JOSÉ LUIZ OSORIO DE ALMEIDA FILHO - PRESIDENTE
LUIZ ANTONIO DE SAMPAIO CAMPOS - DIRETOR
NORMA JONSSEN PARENTE - DIRETORA
WLADIMIR CASTELO BRANCO CASTRO - DIRETOR

PEDIDO DE RECONSIDERAÇÃO DE DECISÃO DO COLEGIADO - GLOBAL BRASIL PARTICIPAÇÕES S.A. - PROC. RJ2002/3243 

Reg. nº 3638/02
Relator: DNP
O Colegiado acompanhou o voto apresentado pelo Presidente, ficando vencido o voto da Diretora-Relatora. Ambos os votos são transcritos a seguir:
"PROCESSO: CVM Nº RJ 2002/3243 (RC Nº 3638/2002)

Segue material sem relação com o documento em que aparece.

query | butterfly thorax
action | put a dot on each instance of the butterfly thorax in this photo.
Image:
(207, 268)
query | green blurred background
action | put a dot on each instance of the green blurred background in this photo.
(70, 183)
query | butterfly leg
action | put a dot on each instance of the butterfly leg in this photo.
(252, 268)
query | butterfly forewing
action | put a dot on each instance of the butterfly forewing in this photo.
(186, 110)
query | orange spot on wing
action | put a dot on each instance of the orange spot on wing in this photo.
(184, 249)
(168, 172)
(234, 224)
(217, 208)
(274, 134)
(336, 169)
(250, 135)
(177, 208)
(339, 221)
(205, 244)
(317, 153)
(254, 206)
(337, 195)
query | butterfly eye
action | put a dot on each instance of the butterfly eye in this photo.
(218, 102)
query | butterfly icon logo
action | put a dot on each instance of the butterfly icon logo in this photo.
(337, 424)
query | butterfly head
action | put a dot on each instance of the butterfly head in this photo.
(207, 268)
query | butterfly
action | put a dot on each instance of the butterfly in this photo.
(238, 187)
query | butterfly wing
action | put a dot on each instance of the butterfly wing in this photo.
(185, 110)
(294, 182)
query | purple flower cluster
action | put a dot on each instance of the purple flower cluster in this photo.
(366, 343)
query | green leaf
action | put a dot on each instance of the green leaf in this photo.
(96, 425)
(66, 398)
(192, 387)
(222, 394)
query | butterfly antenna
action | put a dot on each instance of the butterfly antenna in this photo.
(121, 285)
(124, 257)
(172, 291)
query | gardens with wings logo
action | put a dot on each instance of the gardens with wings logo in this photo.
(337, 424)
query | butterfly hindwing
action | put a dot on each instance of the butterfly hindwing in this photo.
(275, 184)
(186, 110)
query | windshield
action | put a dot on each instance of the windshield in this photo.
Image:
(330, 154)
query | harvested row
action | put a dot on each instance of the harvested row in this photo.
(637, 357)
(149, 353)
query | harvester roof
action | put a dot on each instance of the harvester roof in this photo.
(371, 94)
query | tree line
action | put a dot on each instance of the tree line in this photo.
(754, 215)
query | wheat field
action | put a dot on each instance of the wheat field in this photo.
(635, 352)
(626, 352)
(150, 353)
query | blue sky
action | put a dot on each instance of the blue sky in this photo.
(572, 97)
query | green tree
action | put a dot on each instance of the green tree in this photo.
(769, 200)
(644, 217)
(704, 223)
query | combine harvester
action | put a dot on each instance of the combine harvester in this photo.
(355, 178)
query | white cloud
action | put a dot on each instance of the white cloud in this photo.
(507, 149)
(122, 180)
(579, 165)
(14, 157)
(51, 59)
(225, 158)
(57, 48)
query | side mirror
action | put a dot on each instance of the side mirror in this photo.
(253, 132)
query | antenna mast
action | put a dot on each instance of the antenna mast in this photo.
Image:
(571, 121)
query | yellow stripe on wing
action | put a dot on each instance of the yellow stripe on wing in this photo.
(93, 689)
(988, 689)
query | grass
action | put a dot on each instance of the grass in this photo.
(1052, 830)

INTERESSADA: Global Brasil Participações S/A
ASSUNTO: Pedido de reconsideração de decisão do Colegiado
RELATORA: Diretora Norma Jonssen Parente
VOTO
RELATÓRIO
1. Em 10.04.2002, foi baixada a Deliberação CVM Nº 428 suspendendo a distribuição pública de ações no mercado de valores mobiliários da Global Brasil por estar a referida empresa utilizando propaganda veiculada em seu endereço eletrônico na Internet e folhetos impressos destinados a detentores de créditos ou de contratos de investimento coletivo de emissão da Fazendas Reunidas Boi Gordo, que se encontra em processo de concordata, sem o prévio registro na CVM.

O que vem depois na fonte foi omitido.